I’ve been reading a lot of articles lately about today’s generation of parents and how we indulge our children too much, give them too many choices and too much control.
Many of these articles have awesome click bait headlines like “Are We the Worst Generation of Parents Ever?” and the like. And despite the sensationalist nature of the headlines, many of them also make a whole lot of sense and speak a crap load of truth.
I found myself nodding in agreement with many of the statements. And also feeling guilty of the failures I was clearly making as a parent. Like trying to hard to make sure my kids like me…
I’ve had the “can parents be friends with their kids?” conversation with many of my friends. And the conversations usually end with us all in agreement that we can’t really be both friend and parent…but also that many of us are still trying really hard to make the impossible happen. What is lost in that quest is our level of authority as a parent. Our very important role as the rule setter, the boss, the one in charge…has been lost.
Russell Peters touched on this phenomenon in his latest Netflix stand up special “Notorious”. Granted he was referring to “white parents” in the show but I’ve seen it cross over all ethnicities.
The joke was – and I’m totally paraphrasing here – about a mother asking her 5 year old son what he wants for dinner. She didn’t give him any restrictions or parameters – “when you know what you want you tell me sweetie. I love you. kiss kiss kiss.” Basically handing the kid all the control.
Peters jokes that the kid could have asked for a shoe for dinner and she would have said okay – that’s how accommodating white parents are. While in his childhood experience he ate what dad wanted for dinner – every night, no exceptions, eat it or else. So which approach is the right one? Or are they both just a little bit extreme.
At our house there is only ever one dinner prepared and everyone eats it. No kids meals and adult meals – its all for one and one for all. Sounds like I’ve set good parameters right? Good ground rules?
Doesn’t mean I don’t still negotiate with my kids through the meal. Doesn’t mean I haven’t said – many a time – “just eat 5 more bites.” or “okay, one more carrot and you’re done.”
And that certainly doesn’t mean that my kids never get dessert unless they have finished every last lick of food on their plate. Often they win the dinner battles and I know I have exposed weakness. I know they have worn me down at the end of a busy work day. That they saw their opportunity and pounced.

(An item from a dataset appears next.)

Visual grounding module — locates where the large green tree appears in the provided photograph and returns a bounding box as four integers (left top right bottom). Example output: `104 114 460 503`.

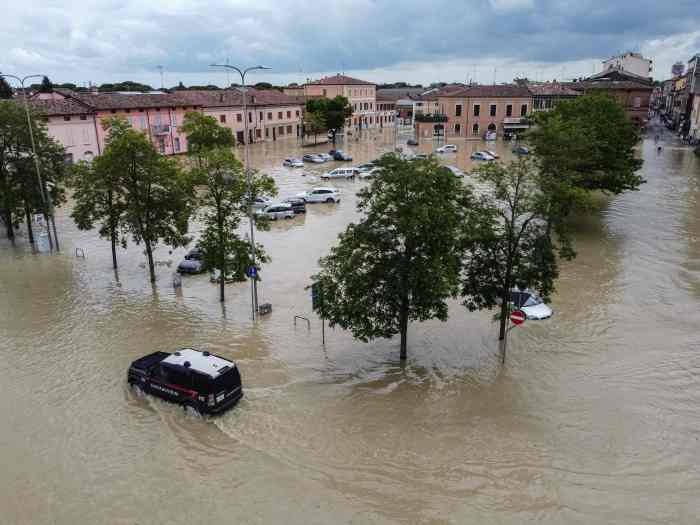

Pick your battles right? But does picking our battles and letting our kids win sometimes really earned us the title of the “worst generation of parents EVER?”
My girls play soccer and they have one other creative class – acting for one and art for the other. 3 nights a week each for lessons. Am I over programming them? Or encouraging them to try new things – both athletic and creative?
I was happy when my oldest daughter said she wanted to get more serious about soccer and join a select team next year meaning more practices and more effort on all our parts. Am I putting too much pressure on her to succeed? Or supporting her desire to excel in her chosen activity.
I’m not ready to let my almost 10 year old walk the 4 minutes on super quiet side streets from school to our house on her own even though at her age I walked 15 minutes down a major street to get home. Does that mean I’m too overprotective? Or just cautious?
My kids have chores that they are supposed to do regularly. They don’t get allowance for doing them…and they don’t always do them regularly. Am I being too easy on them by not making them do them every day?
I honestly don’t know sometimes. Because there are days where I would give anything to not have any damn classes at all. And then other times where I watch my kids perform at acting or on the soccer field and I swell with pride at what they are able to do. So determined and successful at such a young age.
I pretty much had no programming in my childhood. I think I must have taken a few swimming lessons and I also remember going to Brownies but that’s about it. And I don’t think I turned out that bad.
Often I look at my girls and am struck by how well rounded they actually are. How when they play they still use their imagination – hell…they still have an imagination. And they are able to write stories and create art and play games and laugh. And then I see them at soccer practice working on new skills and trying them out. Focused and determined.
Parenting is a crap shoot. We do our best, we make our choices and we choose our battles. And all with the goal of raising our kids right and preparing them for the world.
The thing that puts a kink in that plan is the world we are preparing them for is not the same one we experienced when we left high school. And in knowing that we as parents find ourselves forced to change the game plan on the fly. To adjust our strategy and our trajectory.
And we do so with the hope that we manage to stay just enough on target for both their sakes and ours.
Are we the worst generation of parents ever? Maybe. But I suspect that many of the follies that have earned us the label of “worst” have come from a place of love for our children, concern about doing what’s right by them and also – a shit load of articles that make us think we’re doing this parenting thing all wrong.
Ultimately the only judge that matters is your own kid.
Ask them if you suck at being their parent. But be prepared for the answer. Because if there is one thing you can count on your kids for…it’s brutal honesty.